Until now I found Blade a very neat solution to my needs, but this is quite problematic for me as sending an = in the JSON body is a fairly common scenario in my application.

fredericBregier commented 2 years ago

@sd205 I don't know much Blade, but I think you missused it. According to the stack traces, Blade is expecting a Form request (either var=value&var2=value2 with url encoding for value, either multipart form with delimiter-definition of var-content value-delimiter-definition of var2-content value2-end delimiter). You are sending a simple Json object, but this is not a Form (no variable defined).

Meybe a missused of Blade ? @wanglunhui2012

sd205 commented 2 years ago

It appears to be a documented capability, see: https://github.com/lets-blade/blade#body-parameters "Body Parameter To Model"

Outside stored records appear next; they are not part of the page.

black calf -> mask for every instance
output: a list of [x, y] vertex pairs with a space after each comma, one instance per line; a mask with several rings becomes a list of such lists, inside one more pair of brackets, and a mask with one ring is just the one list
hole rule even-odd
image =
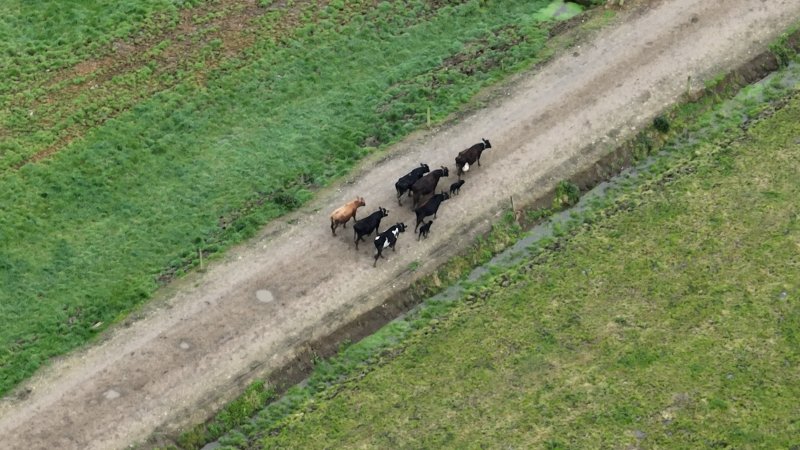
[[461, 175], [469, 170], [469, 166], [471, 164], [478, 163], [481, 165], [481, 153], [484, 150], [492, 148], [492, 144], [489, 142], [488, 139], [481, 139], [481, 142], [473, 145], [472, 147], [461, 150], [458, 152], [458, 156], [456, 156], [456, 168], [458, 179], [461, 179]]
[[450, 198], [450, 196], [447, 195], [447, 192], [442, 191], [441, 194], [434, 195], [424, 205], [415, 209], [414, 213], [417, 215], [417, 224], [416, 226], [414, 226], [414, 231], [417, 231], [417, 227], [419, 227], [419, 224], [426, 217], [432, 215], [433, 218], [435, 219], [436, 212], [439, 210], [439, 205], [441, 205], [442, 202], [447, 200], [448, 198]]
[[432, 220], [425, 222], [421, 227], [419, 227], [419, 236], [417, 236], [417, 240], [419, 240], [421, 237], [428, 239], [428, 233], [431, 231], [431, 225], [433, 225]]
[[428, 172], [430, 172], [430, 169], [428, 168], [428, 165], [427, 164], [420, 164], [419, 167], [417, 167], [416, 169], [412, 170], [411, 172], [408, 172], [406, 175], [403, 175], [402, 177], [400, 177], [399, 180], [397, 180], [397, 183], [394, 184], [394, 188], [397, 189], [397, 204], [398, 205], [402, 205], [403, 204], [403, 202], [400, 201], [400, 197], [402, 197], [403, 194], [406, 193], [406, 191], [411, 189], [411, 186], [413, 186], [414, 183], [417, 182], [417, 180], [422, 178], [422, 176], [425, 175]]
[[353, 225], [353, 238], [356, 242], [356, 250], [358, 250], [358, 241], [362, 240], [364, 236], [369, 235], [373, 231], [378, 235], [378, 227], [381, 226], [381, 219], [389, 215], [389, 211], [385, 208], [378, 208], [377, 211], [368, 215], [367, 217], [359, 220]]
[[353, 238], [356, 242], [356, 250], [358, 250], [358, 241], [361, 241], [364, 236], [369, 235], [373, 231], [376, 236], [378, 235], [378, 227], [381, 226], [381, 219], [388, 215], [389, 211], [387, 209], [379, 207], [377, 211], [353, 225]]
[[431, 173], [423, 176], [411, 185], [411, 195], [414, 197], [414, 204], [412, 208], [416, 208], [420, 203], [420, 199], [436, 192], [436, 185], [439, 183], [439, 178], [450, 175], [447, 167], [442, 166], [441, 169], [436, 169]]
[[458, 180], [455, 183], [450, 185], [450, 195], [458, 195], [458, 191], [461, 189], [461, 186], [464, 185], [464, 180]]
[[394, 246], [397, 244], [397, 236], [404, 231], [406, 231], [406, 224], [396, 223], [375, 238], [375, 261], [372, 263], [372, 267], [375, 267], [375, 264], [378, 263], [378, 258], [383, 258], [384, 248], [391, 247], [392, 251], [394, 251]]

However, I note that their examples wrap the JSON in single quotes, which gives me a ClassCastException, as noted above: curl -X POST http://localhost:8999/test -H "Content-Type: application/json" -d '{"str":"abc"}'

fredericBregier commented 2 years ago

In case of simple body, not a form, so not when Content-Type: application/x-www-form-urlencoded or Content-Type: multipart/form-data;boundary="xxx" I guess that Blade should not used the default HttpPostRequestDecoder but a simple Body to String content like HttpObjectAggregator to get the body content and then uses it as needed.

My 2 cents

sd205 commented 2 years ago

@wanglunhui2012 anything to suggest?

sd205 commented 2 years ago

@wanglunhui2012 it's gone quiet on this issue, what are the next steps please?

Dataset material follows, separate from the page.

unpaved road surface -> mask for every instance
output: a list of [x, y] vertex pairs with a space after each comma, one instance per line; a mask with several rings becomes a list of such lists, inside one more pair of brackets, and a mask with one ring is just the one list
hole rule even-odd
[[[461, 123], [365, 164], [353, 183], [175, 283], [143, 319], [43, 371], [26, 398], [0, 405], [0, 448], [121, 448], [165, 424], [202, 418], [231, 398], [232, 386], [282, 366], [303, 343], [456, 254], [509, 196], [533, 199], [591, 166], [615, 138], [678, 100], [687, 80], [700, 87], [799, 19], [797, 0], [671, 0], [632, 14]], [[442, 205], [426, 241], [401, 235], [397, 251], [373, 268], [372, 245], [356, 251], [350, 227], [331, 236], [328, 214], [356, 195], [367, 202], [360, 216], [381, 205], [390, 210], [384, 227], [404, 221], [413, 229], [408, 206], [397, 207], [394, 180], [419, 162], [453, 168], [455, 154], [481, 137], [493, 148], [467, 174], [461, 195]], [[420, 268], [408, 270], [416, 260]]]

sd205 commented 2 years ago

Anyone?

fredericBregier commented 2 years ago

@wanglunhui2012 I could suggest the following:

In your code, check when the request arrived (first HttpRequest) if the request is one of Content-Type: application/x-www-form-urlencoded or Content-Type: multipart/form-data;boundary="xxx".

In the example given by @sd205 , this is not a request but a simple JSON, so a simple body.